The highlight of the trip was probably our first meal in town; acting otherwise irrationally and following the advice of a schlubby Youtube personality whose other videos on Malta made us laugh (they’re awful, but the guy has a genuine enthusiasm that’s almost infectious), we ate at Maison des Tanneurs and were introduced to the utter magic that is Alsatian choucroute (sauerkraut cooked in Riesling) with magret de canard (featuring a cinnamon sauce, which is, in my mind, desperately fucked-up but was ultimately tasty). Ka being a wheel, we later suffered food-related lowlights such as a different but supposedly-good Alsatian restaurant being inedibly awful and then an almost-complete inability to find anywhere to eat Sunday evening, owing to the fact that eating out on Sunday is impossible without a reservation (though I will admit that this led us to eating at an unexpectedly-good Italian restaurant with decent pizza, a good vegetable soup, and a bottle of the elusive Lambrusco [sparkling red wine]).

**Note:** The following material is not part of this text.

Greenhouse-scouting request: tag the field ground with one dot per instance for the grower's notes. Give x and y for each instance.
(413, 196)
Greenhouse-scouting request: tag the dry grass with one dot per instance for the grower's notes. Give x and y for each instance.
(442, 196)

Food aside (paragraphs about food aren’t normally what I would consider my oeuvre), there were a large number of now-indistinguishable churches, museums, pigeons, tourists, random crap emblazoned with storks (the stork as a fertility symbol is apparently of Alsatian origin, and they’re judgy fuckers, even in modern times; no roosting on the house of divorcés allowed), and a nice red sandstone cathedral, which I did not climb and thus am unlikely to remember.

Perhaps when I feel less petulant, I will revisit the gallery and add captions. Perhaps not.